O nosso Calvário
Em 60 anos de vida do Calvário, quantas vidas enriquecidas no contacto com os doentes, semelhantes nossos, experiências vivas que transformam a vida?!
No Calvário, cada padecente vive, «levando a sua cruz sem a arrastar».
O mundo quer outra coisa... Fomos visitar alguns dos nossos doentes nos lares onde foram colocados. Que diferença! Simplesmente objectos. O mundo não sabe nem quer fazer melhor. É que o homem quer viver! Quer ter família! Quer participar na vida da comunidade, ainda que não faça tudo bem.

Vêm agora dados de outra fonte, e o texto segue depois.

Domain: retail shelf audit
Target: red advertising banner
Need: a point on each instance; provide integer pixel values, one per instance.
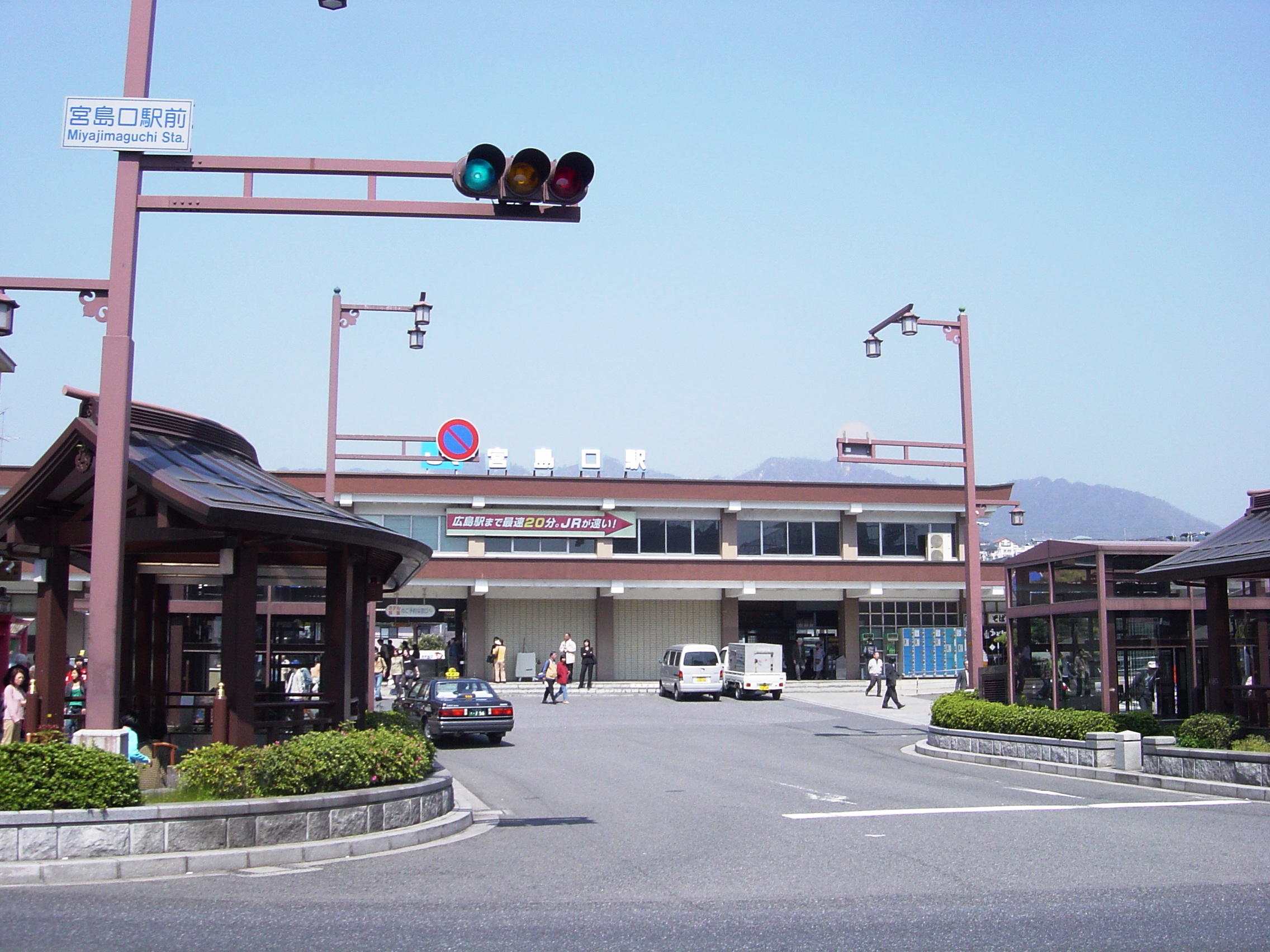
(520, 522)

Nós queremos que o doente seja feliz. E só pode ser feliz se se sentir livre, amado e em sua casa. No Calvário esta é a base da vida.
Não queremos que os doentes sejam peças de um xadrez que se movimentam por interesse pessoal ou ideológico de outros.
No Calvário, os doentes são pessoas humanas, com todos os direitos que lhe competem e com toda a possibilidade de cumprirem os seus deveres, humanos e morais, que a sua condição pessoal lhes permita.
Volvido um mês da retirada dos nossos doentes, voltaram para levar os restantes e os nossos rapazes da Casa do Gaiato de Beire. Para com os primeiros vedamos-lhes o intuito; aos rapazes, não tendo nós podido acompanhar o processo porque outro processo decorria em simultâneo, conseguiram convencer 6 dos 14 rapazes. Os que ficaram, choram pelos que partiram. O Nana, é o mais sentido: «Quando voltam os meus irmãos?», vem ele repetindo após o choque inicial que o transtornou emocionalmente.
E os que partiram? Nós ficamos incrédulos ao seu sim para irem. Mas, ao mesmo tempo, nada convencidos de que se tenha tratado de um desejo consciente para ir. É sintomática essa atitude num deles, o Jorge, que levou a sua bicicleta com que, pelo menos uma vez por semana, ia visitar a sua mãe que está internada, há largos anos, num lar em Paredes, a cinco quilómetros de casa. Agora longe, não sabemos onde, como levou ele a bicicleta convencido que continuaria a visitá-la?
A quebra da rotina, a que todos somos sensíveis, com a possibilidade de viajar num autocarro posto à disposição, pode ter aliciado alguns.
Mas o doce passa. A saudade não se apaga. Do lado de cá há saudade; e do lado de lá não duvido que também há. «Onde estão os nossos irmãos? Quando voltam?»